Chevrier smiled again. “In Paris there are no secrets.”
“Have you considered one of the new rotary engines?” asked Mary Ann.
Alain seemed surprised by the information, as well as where it came from. “But don’t they get too hot?”
“They’re air cooled,” said Mary Ann. “If you are traveling at 15 miles an hour or more, they won’t overheat.”
Alain was impressed. “How do you know so much about them?”
“My father and I investigated different types of engines when we were planning to build an aeroplane,” she said.
“I envy you. A balloon is just a cloud in a bag. To propel a dirigible through the air is like pushing a sausage through a brick wall.
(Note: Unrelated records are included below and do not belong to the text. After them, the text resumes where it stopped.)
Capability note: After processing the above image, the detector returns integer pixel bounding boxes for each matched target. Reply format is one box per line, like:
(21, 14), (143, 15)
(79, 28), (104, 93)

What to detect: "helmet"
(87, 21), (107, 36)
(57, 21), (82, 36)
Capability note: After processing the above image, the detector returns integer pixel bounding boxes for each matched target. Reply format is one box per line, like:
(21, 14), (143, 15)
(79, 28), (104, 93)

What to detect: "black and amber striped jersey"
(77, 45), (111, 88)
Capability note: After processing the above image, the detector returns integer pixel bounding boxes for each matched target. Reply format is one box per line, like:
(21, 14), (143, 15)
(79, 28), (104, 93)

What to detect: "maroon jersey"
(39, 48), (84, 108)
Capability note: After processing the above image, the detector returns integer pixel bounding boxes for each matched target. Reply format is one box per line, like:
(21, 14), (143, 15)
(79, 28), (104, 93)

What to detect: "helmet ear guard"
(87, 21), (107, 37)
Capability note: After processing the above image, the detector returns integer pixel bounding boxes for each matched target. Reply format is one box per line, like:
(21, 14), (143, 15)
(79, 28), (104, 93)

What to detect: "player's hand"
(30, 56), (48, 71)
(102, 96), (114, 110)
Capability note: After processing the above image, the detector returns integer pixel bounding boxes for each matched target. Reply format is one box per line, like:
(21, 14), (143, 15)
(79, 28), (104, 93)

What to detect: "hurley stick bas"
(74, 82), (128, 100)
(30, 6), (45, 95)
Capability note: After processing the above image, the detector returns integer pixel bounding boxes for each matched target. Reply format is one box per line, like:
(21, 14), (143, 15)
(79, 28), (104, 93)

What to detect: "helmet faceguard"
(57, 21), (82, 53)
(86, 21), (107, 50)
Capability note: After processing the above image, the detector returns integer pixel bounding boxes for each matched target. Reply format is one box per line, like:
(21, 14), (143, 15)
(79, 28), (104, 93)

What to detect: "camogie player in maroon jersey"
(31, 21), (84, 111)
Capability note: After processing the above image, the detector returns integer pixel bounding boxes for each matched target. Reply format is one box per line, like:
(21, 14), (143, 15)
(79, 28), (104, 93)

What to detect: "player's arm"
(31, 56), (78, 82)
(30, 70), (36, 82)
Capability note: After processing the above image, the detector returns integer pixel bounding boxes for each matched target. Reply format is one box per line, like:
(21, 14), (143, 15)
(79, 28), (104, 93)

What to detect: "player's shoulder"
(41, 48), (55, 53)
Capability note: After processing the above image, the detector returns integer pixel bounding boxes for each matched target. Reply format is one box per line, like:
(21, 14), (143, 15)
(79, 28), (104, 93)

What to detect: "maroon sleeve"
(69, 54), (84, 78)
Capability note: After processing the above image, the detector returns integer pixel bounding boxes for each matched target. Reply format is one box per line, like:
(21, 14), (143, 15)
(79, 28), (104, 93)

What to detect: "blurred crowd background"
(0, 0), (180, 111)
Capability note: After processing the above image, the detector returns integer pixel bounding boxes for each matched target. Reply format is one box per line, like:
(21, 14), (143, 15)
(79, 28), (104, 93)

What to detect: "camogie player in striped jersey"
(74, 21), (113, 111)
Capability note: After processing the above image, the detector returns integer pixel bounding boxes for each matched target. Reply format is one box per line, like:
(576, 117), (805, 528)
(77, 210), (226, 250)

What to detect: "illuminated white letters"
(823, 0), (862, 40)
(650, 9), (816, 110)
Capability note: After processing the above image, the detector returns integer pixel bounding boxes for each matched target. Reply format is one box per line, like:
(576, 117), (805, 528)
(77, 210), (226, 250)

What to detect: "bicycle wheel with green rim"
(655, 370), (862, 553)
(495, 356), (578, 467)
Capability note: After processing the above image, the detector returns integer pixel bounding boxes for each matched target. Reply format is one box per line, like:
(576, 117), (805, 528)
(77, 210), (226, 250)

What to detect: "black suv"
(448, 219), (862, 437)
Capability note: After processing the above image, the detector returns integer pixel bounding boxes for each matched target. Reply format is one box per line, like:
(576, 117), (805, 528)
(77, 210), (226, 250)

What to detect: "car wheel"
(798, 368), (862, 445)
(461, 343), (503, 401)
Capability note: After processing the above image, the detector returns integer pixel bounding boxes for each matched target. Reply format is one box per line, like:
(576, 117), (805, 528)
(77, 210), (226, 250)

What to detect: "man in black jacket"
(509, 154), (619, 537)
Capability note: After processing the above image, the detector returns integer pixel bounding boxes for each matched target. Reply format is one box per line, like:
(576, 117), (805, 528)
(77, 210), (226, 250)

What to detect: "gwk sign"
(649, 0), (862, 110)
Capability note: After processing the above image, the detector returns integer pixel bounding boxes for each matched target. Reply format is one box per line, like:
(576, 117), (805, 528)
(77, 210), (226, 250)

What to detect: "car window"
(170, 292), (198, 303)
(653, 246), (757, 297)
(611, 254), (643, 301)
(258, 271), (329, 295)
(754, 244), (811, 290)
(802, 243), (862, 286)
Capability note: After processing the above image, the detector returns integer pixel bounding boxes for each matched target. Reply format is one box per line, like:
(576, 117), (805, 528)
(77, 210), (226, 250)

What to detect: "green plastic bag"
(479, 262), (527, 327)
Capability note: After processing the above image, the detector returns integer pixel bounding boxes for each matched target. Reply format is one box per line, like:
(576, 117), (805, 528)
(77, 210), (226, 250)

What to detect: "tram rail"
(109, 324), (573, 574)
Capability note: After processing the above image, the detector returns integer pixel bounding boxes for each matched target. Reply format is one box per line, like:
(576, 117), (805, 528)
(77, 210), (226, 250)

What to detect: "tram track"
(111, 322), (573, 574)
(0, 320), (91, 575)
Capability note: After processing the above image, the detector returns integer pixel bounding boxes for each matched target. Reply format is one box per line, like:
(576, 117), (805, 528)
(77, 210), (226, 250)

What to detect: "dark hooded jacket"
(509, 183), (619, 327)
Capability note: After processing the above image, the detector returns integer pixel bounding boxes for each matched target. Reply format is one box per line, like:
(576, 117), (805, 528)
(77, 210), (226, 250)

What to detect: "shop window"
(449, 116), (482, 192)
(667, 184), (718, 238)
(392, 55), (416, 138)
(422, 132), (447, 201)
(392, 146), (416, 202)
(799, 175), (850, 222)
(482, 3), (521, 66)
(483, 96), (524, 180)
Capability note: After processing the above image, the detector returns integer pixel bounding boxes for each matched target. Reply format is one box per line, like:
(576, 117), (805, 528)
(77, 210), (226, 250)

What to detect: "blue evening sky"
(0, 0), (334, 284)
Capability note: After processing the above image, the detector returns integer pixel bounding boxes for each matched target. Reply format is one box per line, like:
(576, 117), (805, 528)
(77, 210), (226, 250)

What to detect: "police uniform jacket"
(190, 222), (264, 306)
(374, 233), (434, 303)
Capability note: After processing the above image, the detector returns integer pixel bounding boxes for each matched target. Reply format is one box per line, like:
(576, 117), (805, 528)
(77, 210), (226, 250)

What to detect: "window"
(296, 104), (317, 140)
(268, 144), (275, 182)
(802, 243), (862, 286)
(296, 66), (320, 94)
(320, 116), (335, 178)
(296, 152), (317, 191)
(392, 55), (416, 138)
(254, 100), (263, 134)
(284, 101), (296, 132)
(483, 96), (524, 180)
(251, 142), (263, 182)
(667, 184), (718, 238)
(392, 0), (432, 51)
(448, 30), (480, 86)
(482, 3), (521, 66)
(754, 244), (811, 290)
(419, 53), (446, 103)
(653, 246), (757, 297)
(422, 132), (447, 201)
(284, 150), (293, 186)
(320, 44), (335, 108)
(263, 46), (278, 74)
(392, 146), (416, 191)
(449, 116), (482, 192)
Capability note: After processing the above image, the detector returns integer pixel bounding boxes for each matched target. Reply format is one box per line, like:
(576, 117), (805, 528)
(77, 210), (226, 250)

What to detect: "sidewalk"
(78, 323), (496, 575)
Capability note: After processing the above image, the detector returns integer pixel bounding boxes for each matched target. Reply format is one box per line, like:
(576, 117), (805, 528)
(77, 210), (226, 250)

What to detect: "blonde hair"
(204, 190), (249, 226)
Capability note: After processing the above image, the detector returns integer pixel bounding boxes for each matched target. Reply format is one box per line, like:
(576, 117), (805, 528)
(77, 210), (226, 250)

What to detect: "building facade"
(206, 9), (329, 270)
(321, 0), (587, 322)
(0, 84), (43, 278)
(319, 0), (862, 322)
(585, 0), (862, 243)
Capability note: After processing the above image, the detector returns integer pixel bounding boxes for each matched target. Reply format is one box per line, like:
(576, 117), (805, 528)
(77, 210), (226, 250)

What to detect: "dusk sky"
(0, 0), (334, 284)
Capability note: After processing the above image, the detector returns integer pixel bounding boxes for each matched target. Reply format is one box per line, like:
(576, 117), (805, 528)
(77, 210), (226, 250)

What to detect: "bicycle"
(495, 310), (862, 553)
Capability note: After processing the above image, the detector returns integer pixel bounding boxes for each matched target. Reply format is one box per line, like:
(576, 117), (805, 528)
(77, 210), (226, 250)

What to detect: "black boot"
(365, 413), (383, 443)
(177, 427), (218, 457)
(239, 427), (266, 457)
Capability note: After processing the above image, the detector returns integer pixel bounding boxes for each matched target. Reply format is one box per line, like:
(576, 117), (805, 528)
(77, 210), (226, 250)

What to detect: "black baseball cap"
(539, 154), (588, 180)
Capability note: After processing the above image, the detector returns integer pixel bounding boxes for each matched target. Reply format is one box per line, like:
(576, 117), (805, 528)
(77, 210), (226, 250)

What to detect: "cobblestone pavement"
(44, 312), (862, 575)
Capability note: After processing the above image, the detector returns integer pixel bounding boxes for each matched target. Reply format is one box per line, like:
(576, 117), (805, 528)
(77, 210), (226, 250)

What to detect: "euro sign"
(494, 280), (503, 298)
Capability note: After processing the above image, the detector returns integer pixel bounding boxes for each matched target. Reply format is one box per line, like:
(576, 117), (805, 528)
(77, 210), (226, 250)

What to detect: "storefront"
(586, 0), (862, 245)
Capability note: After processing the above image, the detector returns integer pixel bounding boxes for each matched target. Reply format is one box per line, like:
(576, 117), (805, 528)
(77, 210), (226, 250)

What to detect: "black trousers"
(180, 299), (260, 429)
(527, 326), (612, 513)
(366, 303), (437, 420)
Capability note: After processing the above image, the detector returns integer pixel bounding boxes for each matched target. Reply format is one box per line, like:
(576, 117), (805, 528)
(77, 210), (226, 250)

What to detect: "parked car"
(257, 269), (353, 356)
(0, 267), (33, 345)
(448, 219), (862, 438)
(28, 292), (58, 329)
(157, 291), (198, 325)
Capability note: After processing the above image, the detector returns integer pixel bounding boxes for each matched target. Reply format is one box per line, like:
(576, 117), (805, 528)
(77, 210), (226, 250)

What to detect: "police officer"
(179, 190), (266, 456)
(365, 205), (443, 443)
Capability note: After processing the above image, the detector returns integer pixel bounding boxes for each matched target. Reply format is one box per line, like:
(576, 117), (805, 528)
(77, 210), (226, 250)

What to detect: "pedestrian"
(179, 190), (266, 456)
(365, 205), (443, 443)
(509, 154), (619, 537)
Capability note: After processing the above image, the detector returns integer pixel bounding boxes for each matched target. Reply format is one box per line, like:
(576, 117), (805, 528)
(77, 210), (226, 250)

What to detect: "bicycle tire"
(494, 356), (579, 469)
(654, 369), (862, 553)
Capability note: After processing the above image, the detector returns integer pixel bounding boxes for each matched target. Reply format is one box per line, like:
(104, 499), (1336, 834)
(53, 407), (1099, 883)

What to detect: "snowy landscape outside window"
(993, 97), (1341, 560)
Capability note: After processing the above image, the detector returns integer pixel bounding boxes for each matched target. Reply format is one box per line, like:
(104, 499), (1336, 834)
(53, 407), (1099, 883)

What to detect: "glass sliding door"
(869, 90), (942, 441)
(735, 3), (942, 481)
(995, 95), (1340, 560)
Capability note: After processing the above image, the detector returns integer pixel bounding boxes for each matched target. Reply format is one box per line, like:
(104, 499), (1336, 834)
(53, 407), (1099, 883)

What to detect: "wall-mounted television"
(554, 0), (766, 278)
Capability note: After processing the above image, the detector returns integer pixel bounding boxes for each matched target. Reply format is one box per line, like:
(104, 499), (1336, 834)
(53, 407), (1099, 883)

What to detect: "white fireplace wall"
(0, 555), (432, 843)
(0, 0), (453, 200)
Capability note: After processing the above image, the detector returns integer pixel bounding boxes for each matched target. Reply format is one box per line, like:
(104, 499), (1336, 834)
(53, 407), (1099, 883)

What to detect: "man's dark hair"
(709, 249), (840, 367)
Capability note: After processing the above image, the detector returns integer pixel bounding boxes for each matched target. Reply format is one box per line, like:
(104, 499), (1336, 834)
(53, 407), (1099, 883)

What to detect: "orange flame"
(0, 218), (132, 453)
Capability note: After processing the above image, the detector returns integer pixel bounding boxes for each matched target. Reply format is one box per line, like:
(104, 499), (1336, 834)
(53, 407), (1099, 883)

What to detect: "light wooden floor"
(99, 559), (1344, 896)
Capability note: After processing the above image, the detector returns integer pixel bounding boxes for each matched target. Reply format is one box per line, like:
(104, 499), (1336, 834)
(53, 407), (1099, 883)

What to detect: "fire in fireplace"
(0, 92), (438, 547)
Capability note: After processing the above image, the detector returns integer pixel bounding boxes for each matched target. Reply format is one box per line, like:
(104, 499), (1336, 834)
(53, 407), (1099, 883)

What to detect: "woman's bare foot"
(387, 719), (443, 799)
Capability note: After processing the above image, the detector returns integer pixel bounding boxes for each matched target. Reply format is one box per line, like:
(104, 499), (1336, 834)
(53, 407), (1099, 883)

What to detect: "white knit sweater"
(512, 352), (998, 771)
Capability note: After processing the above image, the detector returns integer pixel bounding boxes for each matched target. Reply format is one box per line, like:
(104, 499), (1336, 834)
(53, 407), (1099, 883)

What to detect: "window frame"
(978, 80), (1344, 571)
And trying to control it is like waltzing with a jellyfish. All you see here...” and he swept his arm around the huge barn, “is just trying to improve the existing technology. You and your father discovered new ways to fly. When this foolishness is over, I would enjoy working with you.”
Mary Ann shot a triumphant look at Harding. At that moment a bulky man with big hussar’s mustaches, which rolled back into the folds of his neck, came up behind them. He was holding a heavy ring with crossed swords and a ruby inset.
“Here comes my a
ssistant, Guillaume LeRond,” said Chevrier.
LeRond held out the ring. “I found this next to the gas tank...again.” He was glaring at Alain, who didn’t seem to notice.
Alain took the ring from his hand. “This is my St. Cyr ring from my days at the military academy,” he said. “I don’t know why I haven’t lost it.” He looked at Mary Ann. “You like it?” He tossed it to her. “Keep it for me. Now let’s take a look at ‘The Bitch’...” He saw the look of shock on her face and added, “No, it’s not what you think...”
At the back of the workshop, looking almost like an orphan stepchild, was Alain’s other airship, “The Bitch.” Mary Ann could see it was his favorite by the way he patted its torpedo-shaped balloon as he went by. Both ends were pointed. It looked like one of those aerodynamic racing cars except that instead of wheels it had a triangular rudder at the back for steering.
Below the balloon was a two-seater bike frame. There was an engine up front, then the handlebar to steer the rudder, pedals to start the engine, and a seat for the driver. Behind that was another set of handlebars riveted to the frame, a passenger seat, and then a propeller. And that was all.
“It’s like that song, ‘A Bicycle Built for Two,’” she called out.
“Except this bicycle will take you up in the sky,” he answered.
“How does it work?”
He took her hand. “I’ll show you.”
Mary Ann hesitated. The only thing holding the bicycle frame to the balloon was piano wire. She looked at Harding.
He shrugged as if to say, “Why not?”
“Come on,” said Alain. “Have a little courage.”
He didn’t wait for an answer. He put both hands around her waist and lifted her slowly, effortlessly into the rear seat. It felt so sensual that she didn’t object, even though she was frightened. But if Alain was in the air, she decided that she didn’t want to be on the ground. He slid into the front seat and pedaled to start the motor. The windmill-shaped propeller started to churn behind her as they passed through the open door of the barn. Then they were up in the sky.
Alain reached over his head to where a huge coil of rope hung from a slender pole under the balloon and moved it backwards.
“What’s that for?” she asked.
“Elevation!” he answered over the roar of the motor and propeller. “When I slide it back, the front of the balloon goes up; forward and it goes down.